Eu acordava de sonhos, para mergulhar num rio de emoções.
Eram as férias grandes.
O tempo parecia mais elástico,
do que a fisga que eu levava no meu bolso,
nunca fisguei nenhum pássaro (de propósito), era só para fazer ver.
Eu e os meus
amigos, o sol ainda nascente a espreitar os nossos passos.
O rio àquela hora da manhã, podia esperar. A bola não. Novinha em folha, prémio de um furo num tasco lá na nossa rua, onde além de
variadas guloseimas, vendiam nougats, por sinal os melhores do mundo. E gelados
com brindes de desenhos animados.
Uma pedra de
cada lado e as balizas estavam feitas.
Havia regras estipuladas e outras feitas na hora, uma rasteira uma canelada com
quem ninguém contava...
A bola
brilhava, o sol assistia de camarote.
Fintas de
mestres, golos. Juntava-se a rapaziada a assistir, a torcer a assobiar.
No meio do entusiasmo, ouvia-se uma Mãe a chamar:
- O almoço está
na mesa!
- Estamos já
nos pênaltis!...
Depois, com o estômago a dar horas íamos todos a correr. Cada um para a sua casa.
No almoço, a
germinarem ideias. Brincar ao berlinde ou
às cartas, à carica ou ficar a ler
um livro até o calor amainar?
Subíamos a uma árvore e ficávamos a ver o
rio ali tão perto de nós, inventávamos feitos heróicos, em que
ninguém acreditava ou falávamos de algo
que deu na televisão, às vezes, construíamos
estradas em riscos de giz, onde
pequenos automóveis circulavam pelas nossas mãos, alguns a
grande velocidade. Prendas que
alguns de nós tinham ganho no último Natal.
Já a tarde ia
alta, era hora de
ir para o rio. Nas mãos,
pequenas pedras a fazerem ricochete na água.
O riso
límpido das lavadeiras, recordo-o como revoadas de pássaros a levantarem voo.

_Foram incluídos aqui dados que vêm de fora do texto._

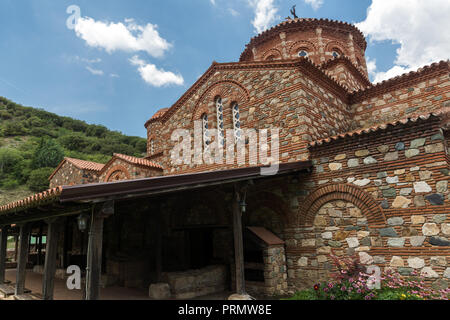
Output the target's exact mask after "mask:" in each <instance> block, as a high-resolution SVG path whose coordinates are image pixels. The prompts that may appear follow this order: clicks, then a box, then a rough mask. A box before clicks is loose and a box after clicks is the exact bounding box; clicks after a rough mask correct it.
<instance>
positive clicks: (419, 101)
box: [352, 72, 450, 128]
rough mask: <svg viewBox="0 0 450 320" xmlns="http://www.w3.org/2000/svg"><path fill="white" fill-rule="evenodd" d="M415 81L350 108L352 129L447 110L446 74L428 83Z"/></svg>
mask: <svg viewBox="0 0 450 320" xmlns="http://www.w3.org/2000/svg"><path fill="white" fill-rule="evenodd" d="M417 79H418V80H417V81H415V83H411V84H404V85H401V86H400V87H399V86H396V87H394V88H392V90H389V91H387V92H384V93H380V94H378V95H377V94H375V95H371V96H370V98H366V99H363V100H362V101H360V102H357V103H355V104H354V105H352V110H353V112H354V126H355V128H366V127H369V126H373V125H376V124H380V123H387V122H392V121H396V120H400V119H404V118H407V117H410V116H413V115H414V114H424V113H430V112H433V111H438V110H440V109H443V108H445V107H449V106H450V92H449V91H450V78H449V73H448V72H445V73H444V74H442V73H441V75H438V76H433V77H428V79H426V78H425V79H424V78H419V77H418V78H417ZM369 91H370V90H369Z"/></svg>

Perdiam-se nos ares depois de ecoarem pelo Douro. Na água, espuma de
sabão e o barulho quase sincronizado da roupa a bater nas pedras do rio.
Nadávamos, exibíamos proezas, e
antes de irmos embora, mais um jogo, onde no final
todos ficávamos a ganhar.
Ao princípio da noite depois do jantar, sentados em escadas ou em
muros, ríamos de tudo e de nada.
Ali na nossa rua, duas pedras a fazerem de balizas. Começava o jogo, o último do dia. A bola quase novinha em
folha, de pé em pé. Marquei um
golo e alguém disse que não
valeu... Havia sempre um intervalo quando avistávamos um carro ao fundo da estrada. E nós sonhávamos acordados, com a visão rápida e fulgurante de um Toyota.
Retomávamos o jogo.
Nas portas mulheres e homens sentados a falarem de que algo foi mandado para o
espaço, outros conversavam sobre o fim do
mundo.
A lua branca e
redonda, iluminava toda a rua. Enquanto driblava a bola, de repente uma voz de rapariga:
- Também posso jogar?
Acabou o jogo!
Quase a
adormecer, eu olhava para a bola
que me iluminava por dentro, como a lua a nossa rua.
E sonhei com a voz atrevida da rapariga. Também posso jogar?